Many times I've found myself putting pics together for the timeline and saying I should have gotten a shot of a particular step that I skipped through because I was in the moment.
Well done
Tom


----------



## GeorgeC (Jul 30, 2008)

Too bad you do not have the glass doors for that bookcase. They are really beautiful when finished.

I know where there is one probably rotting to the ground. The house I grew up in is abandoned and covered in vines and an overgrown yard. Rotting down. Back in the early 1940's my Dad had a barrister bookcase built into a new wall that was used the split the living room into two. It really looked good in those days.

Our house only had one bedroom downstairs. (The upstairs was an apartment that was rented during WWII), I needed a bedroom so he took the living area and split it in two.

George


----------



## mavawreck (Nov 26, 2011)

Thanks guys for the kind words! Means a lot. 

I will be re-making the glass doors, I wish they were still there as well but it should be a fun project. I wish the door hinges weren't so dang expensive though! Seems like I will be spending close to $40.00 per section on hinges, $200 overall! I'm still weighing my options. 

Beginning to consider finishes as well. My original plan was to coat it with tung oil, no stain. However I'm beginning to wonder with all the new wood I've added if bleaching and staining isn't in order. If so, I should do that before final assembly. What do you guys think?

Finally, another member mentioned using a black fill on pieces with damaged/weathered wood. I hadn't considered that before, but I'm thinking that filling the gaps on some of my less than perfect repairs with a mix of graphite and epoxy might make them look a bit more visually appealing.


----------



## MissionIsMyMission (Apr 3, 2012)

Maybe I'm gettin old but I always liked the old way of hangin Barrister doors. Worked well and easy to do. The new stuff will work but why go the expense. Sometimes NEW is NOT Improved.


----------



## mavawreck (Nov 26, 2011)

MissionIsMyMission said:


> Maybe I'm gettin old but I always liked the old way of hangin Barrister doors. Worked well and easy to do. The new stuff will work but why go the expense. Sometimes NEW is NOT Improved.


What is the old way? I'm up for anything!


----------



## mavawreck (Nov 26, 2011)

Here is what they originally looked like. Same manufacture and same design on top and base.


----------



## mavawreck (Nov 26, 2011)

Here is another set which sold on ebay with the first view I've seen of the hinge set up.
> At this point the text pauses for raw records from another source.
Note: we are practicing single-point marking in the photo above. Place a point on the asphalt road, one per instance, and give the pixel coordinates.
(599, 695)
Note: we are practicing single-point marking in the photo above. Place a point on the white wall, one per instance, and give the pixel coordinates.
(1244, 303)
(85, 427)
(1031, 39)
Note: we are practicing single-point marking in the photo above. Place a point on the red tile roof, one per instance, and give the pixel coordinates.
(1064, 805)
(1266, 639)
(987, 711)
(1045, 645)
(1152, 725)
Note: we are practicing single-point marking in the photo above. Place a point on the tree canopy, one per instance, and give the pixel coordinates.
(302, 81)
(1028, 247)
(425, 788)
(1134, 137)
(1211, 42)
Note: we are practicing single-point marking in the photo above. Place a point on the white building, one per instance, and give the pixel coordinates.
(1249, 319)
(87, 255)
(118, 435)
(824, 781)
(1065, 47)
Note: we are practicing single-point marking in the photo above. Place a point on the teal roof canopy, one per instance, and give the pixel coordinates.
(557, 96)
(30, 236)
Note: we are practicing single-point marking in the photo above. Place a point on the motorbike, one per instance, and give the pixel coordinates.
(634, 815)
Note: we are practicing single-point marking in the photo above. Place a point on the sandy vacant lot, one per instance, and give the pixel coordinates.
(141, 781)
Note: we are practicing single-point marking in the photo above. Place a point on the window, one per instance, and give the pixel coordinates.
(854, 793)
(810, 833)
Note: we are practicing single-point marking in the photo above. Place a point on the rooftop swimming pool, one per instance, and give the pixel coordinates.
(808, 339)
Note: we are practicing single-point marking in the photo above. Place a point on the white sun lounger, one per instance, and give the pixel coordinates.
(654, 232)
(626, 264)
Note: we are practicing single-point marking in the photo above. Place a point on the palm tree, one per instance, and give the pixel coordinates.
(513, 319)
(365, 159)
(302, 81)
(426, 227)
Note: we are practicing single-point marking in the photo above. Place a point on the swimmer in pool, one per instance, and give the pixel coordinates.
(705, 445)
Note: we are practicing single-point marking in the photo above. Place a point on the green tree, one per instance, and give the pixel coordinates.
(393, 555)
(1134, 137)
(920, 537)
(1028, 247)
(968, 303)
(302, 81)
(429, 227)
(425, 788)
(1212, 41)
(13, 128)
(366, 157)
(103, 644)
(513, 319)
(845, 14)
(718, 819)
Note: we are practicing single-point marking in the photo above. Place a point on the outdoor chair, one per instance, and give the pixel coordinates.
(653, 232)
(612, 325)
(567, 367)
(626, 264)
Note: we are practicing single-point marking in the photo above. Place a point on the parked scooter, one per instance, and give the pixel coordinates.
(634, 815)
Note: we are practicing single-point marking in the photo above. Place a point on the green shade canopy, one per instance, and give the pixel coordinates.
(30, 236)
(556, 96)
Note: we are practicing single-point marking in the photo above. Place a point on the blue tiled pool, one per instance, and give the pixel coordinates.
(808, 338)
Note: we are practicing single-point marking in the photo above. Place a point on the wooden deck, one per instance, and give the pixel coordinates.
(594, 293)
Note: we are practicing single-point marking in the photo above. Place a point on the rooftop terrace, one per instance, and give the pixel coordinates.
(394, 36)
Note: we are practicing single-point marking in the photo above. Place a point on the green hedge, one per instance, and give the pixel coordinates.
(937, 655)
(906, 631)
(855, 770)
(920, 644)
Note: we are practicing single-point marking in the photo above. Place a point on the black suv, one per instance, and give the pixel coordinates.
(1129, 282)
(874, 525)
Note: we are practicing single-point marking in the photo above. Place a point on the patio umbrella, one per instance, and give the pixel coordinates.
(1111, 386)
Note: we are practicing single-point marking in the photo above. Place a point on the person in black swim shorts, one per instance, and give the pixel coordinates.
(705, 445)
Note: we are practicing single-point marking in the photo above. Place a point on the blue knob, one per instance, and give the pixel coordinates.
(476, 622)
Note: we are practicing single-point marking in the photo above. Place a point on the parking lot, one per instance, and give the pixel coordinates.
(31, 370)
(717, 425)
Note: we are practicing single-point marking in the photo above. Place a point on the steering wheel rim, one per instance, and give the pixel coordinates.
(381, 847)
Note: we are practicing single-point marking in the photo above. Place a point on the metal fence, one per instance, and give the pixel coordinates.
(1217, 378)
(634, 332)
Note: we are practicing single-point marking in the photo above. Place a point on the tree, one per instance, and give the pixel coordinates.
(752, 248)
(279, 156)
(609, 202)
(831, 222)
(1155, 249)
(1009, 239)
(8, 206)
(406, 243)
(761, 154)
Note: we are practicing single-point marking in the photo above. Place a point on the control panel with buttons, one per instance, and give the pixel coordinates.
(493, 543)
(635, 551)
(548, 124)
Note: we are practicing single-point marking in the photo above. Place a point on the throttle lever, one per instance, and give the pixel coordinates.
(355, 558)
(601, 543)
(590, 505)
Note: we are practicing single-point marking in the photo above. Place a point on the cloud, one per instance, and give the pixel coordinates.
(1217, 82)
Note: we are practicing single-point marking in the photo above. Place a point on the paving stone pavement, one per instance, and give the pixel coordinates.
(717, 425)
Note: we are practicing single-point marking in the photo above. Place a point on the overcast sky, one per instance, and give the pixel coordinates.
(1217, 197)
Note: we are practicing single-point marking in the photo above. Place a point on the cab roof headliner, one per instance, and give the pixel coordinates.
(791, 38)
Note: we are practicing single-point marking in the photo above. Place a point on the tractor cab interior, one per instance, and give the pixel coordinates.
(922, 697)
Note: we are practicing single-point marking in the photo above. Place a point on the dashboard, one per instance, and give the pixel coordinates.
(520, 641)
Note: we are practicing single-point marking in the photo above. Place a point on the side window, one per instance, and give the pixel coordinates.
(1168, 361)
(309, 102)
http://www.ebay.com/itm/Antique-Oak...=&orig_cvip=true&rt=nc&_trksid=p2047675.l2557


----------



## mavawreck (Nov 26, 2011)

Spend most of my time on Saturday in the shop doing a *quick and dirty* tune-up on a No 5 I bought. Wiped it down with grease remover, flattened the sole with the 320, flattened the frog, put a bevel on the chip breaker, then sharpened the blade. Used it to square the back today. Works well! Need to finish polishing the sole and wipe it down with carnuba.


----------